40 Years Later

Originally published in 2018.

Forty years ago, I was sexually abused by a man, a social worker, who I’d known from my days in Care.

Last week I returned to the street, the building, where the unpleasantness occurred.

I haven’t been back to that building since the incident occurred. Nor have I seen the man again.

I knew this man, this social worker, hose care I had been entrusted to well.l. It’s fair to say I’d pretty much idealised him. He was funny, witty, talkative -everything my father wasn’t. And I trusted him.

He’d thrown a party at his apartment. I’d stayed over as I had many times. I went to bed and fell asleep. I woke up to find myself in a pretty unpleasant situation.

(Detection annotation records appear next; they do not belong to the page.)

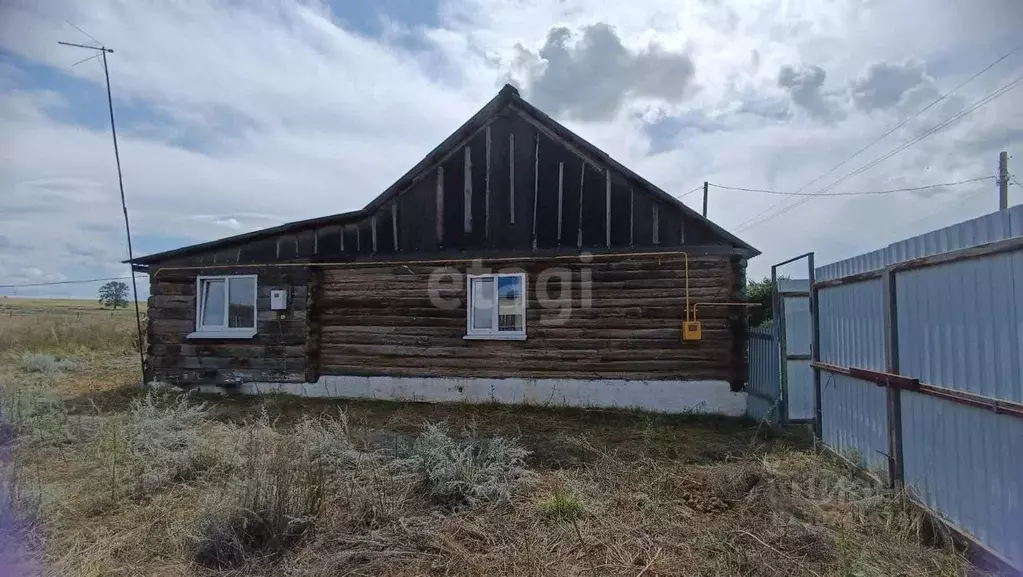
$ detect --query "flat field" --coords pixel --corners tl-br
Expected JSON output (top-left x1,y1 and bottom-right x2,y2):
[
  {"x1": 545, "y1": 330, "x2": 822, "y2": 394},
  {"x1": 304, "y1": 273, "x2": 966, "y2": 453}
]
[{"x1": 0, "y1": 311, "x2": 981, "y2": 577}]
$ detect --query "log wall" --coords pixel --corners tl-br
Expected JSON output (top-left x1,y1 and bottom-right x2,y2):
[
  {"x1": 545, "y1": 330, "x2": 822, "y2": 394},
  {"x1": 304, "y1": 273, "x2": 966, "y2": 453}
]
[{"x1": 310, "y1": 255, "x2": 746, "y2": 387}]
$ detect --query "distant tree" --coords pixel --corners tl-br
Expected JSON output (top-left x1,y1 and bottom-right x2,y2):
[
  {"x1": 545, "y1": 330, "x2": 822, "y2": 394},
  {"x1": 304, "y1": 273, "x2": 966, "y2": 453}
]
[
  {"x1": 99, "y1": 280, "x2": 128, "y2": 309},
  {"x1": 743, "y1": 276, "x2": 788, "y2": 326}
]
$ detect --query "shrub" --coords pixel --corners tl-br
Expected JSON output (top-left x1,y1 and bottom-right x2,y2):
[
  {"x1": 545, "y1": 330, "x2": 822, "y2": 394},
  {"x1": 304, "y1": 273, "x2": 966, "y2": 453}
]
[
  {"x1": 189, "y1": 415, "x2": 329, "y2": 569},
  {"x1": 20, "y1": 353, "x2": 75, "y2": 373},
  {"x1": 127, "y1": 393, "x2": 209, "y2": 493},
  {"x1": 540, "y1": 489, "x2": 586, "y2": 521},
  {"x1": 396, "y1": 424, "x2": 529, "y2": 506},
  {"x1": 295, "y1": 409, "x2": 363, "y2": 473},
  {"x1": 0, "y1": 382, "x2": 98, "y2": 448}
]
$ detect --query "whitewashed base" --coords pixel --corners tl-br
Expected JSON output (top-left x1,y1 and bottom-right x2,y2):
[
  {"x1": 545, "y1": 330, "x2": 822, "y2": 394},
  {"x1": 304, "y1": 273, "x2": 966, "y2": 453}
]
[{"x1": 188, "y1": 375, "x2": 746, "y2": 416}]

Unbelievably, my first thought was that if I acknowledged what was happening, there would be no going back from the truth of what was happening. He would lose his job. Our relationship would be over. It’s hard to accept this, but my first thoughts were of how to protect this man from the consequences of his own behaviour.

I am told this means I had been groomed.

Groomed. That’s an interesting word.

A big concept for me to get my head around. It sounds very victimee. Makes me question my own level of awareness. Causes me to reevaluate my own words and memories. To look at myself and others anew. And question the very reality I thought I was living in. I’ll return to this subject another time.